9. Resultados representante

Los ensayos descritos anteriormente están diseñados para investigar los cambios en la morfología dendrítica columna, el número y la motilidad en respuesta a los tratamientos farmacológicos y / o la manipulación genética de la función de la proteína in vitro. En nuestro laboratorio, hemos utilizado estas técnicas para caracterizar el papel de las proteínas sinápticas que regulan el citoesqueleto de actina en las espinas dendríticas, lo que altera su estructura de 2,9. Por otra parte, hemos utilizado esta prueba para determinar cómo los compuestos neuroactivos, como neuromoduladores pueden manejar los cambios en la morfología dendrítica columna, el número o la forma, ya sea solo 4,6,10, o en la presencia de actividad dependiente de los estímulos 5.
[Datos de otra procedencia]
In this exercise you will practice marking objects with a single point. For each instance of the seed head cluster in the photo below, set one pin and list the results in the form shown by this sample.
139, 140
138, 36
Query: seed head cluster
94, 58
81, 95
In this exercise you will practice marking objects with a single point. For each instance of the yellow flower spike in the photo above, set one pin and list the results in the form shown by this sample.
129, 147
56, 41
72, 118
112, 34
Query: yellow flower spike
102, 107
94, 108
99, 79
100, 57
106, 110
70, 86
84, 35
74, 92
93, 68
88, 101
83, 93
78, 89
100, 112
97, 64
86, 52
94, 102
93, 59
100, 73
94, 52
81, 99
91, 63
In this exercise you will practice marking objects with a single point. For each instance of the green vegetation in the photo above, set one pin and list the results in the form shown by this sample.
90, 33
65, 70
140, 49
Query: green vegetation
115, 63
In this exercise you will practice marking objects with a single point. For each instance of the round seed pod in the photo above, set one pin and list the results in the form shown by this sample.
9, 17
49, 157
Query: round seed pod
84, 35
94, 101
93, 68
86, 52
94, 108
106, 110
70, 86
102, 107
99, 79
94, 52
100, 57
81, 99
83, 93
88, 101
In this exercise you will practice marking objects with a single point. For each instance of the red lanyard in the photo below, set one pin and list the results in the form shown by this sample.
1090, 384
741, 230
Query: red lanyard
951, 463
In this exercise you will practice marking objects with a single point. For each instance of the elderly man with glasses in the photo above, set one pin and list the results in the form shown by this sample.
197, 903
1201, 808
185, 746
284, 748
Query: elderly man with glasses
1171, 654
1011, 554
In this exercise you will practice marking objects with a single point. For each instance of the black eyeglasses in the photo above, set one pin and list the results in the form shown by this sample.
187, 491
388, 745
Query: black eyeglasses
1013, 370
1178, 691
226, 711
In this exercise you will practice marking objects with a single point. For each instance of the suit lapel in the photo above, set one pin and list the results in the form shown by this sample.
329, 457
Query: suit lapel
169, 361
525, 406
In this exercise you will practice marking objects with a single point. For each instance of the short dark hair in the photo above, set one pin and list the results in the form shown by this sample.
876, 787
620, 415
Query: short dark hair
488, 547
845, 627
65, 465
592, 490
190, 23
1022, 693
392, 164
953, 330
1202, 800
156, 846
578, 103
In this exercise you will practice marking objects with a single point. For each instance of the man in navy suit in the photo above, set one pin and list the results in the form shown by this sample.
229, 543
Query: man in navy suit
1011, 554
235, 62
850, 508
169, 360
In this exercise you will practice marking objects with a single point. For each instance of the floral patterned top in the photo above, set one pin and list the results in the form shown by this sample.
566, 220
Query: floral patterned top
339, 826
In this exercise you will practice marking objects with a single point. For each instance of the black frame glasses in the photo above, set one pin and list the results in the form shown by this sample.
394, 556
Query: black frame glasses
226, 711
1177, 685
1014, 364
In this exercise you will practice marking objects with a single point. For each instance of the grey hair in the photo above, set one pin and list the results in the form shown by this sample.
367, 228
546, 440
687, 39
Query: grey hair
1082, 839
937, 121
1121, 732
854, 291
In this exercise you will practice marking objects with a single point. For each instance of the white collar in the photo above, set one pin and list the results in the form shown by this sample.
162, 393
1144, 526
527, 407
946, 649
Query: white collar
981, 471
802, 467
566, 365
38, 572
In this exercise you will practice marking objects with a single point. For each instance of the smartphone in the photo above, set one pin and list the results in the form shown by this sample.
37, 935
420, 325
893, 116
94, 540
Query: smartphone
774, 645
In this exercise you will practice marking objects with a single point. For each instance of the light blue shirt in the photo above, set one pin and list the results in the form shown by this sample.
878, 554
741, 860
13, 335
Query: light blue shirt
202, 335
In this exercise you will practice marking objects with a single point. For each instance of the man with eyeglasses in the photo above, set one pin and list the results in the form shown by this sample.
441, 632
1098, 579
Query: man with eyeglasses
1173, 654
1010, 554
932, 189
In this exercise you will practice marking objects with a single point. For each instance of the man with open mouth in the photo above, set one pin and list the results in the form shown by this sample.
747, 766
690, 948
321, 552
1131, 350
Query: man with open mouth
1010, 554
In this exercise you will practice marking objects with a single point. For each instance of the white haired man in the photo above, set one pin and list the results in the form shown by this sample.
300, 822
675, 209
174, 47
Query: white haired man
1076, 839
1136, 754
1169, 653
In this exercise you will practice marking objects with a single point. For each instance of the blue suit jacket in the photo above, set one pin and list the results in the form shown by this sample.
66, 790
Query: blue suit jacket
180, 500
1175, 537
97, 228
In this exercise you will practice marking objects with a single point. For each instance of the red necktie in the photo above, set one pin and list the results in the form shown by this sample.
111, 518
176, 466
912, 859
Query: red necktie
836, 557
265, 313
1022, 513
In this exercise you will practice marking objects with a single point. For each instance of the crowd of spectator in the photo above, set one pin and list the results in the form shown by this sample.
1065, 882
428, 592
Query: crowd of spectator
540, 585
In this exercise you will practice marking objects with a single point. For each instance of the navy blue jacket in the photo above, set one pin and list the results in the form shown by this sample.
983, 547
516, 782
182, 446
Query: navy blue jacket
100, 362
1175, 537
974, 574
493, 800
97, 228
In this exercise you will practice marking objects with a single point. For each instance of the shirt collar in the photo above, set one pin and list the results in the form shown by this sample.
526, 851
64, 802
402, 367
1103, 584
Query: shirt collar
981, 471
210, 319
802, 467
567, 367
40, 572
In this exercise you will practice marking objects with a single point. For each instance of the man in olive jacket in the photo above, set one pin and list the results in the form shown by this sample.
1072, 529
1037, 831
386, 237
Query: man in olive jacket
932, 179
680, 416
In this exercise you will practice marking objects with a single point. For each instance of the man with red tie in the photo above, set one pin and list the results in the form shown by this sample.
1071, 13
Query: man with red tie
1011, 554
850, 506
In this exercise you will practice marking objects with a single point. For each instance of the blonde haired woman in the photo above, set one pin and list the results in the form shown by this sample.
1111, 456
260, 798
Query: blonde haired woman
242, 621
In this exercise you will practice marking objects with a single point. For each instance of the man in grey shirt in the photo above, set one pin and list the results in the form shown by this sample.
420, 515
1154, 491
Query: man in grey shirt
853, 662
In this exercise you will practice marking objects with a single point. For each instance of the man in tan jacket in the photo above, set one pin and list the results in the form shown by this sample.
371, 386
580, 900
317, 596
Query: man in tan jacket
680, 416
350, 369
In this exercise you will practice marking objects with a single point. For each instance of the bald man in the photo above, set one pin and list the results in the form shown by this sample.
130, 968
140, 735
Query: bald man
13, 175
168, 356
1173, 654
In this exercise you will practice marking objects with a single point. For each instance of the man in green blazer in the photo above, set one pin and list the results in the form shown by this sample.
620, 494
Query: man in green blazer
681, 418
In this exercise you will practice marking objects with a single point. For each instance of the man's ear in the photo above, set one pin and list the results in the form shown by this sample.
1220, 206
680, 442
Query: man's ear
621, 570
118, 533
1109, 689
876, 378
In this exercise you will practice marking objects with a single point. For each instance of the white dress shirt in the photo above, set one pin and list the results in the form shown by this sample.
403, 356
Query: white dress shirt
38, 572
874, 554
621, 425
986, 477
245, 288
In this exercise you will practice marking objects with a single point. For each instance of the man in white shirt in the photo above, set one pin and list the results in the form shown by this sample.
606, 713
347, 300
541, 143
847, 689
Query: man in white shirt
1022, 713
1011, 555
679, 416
Para estimar la precisión de nuestras mediciones de los parámetros de 1D o 2D, que mide los diámetros y las áreas de microesferas fluorescentes de látex (Duke Scientific) de dimensiones conocidas (0,2, 0,52, 1,0 m) montada en las mismas condiciones que las neuronas durante el estudio. Utilizando las condiciones de imagen igual que para las mediciones de la columna vertebral (63X NA = 1,4 petróleo objetivo de inmersión, LSM 5 Pascal) que tomó imágenes de la micro, y luego determina los diámetros y las áreas en Metamorph, del mismo modo con las mediciones de nuestra columna vertebral. A continuación, comparó las medidas reales con las dimensiones conocidas de las microesferas.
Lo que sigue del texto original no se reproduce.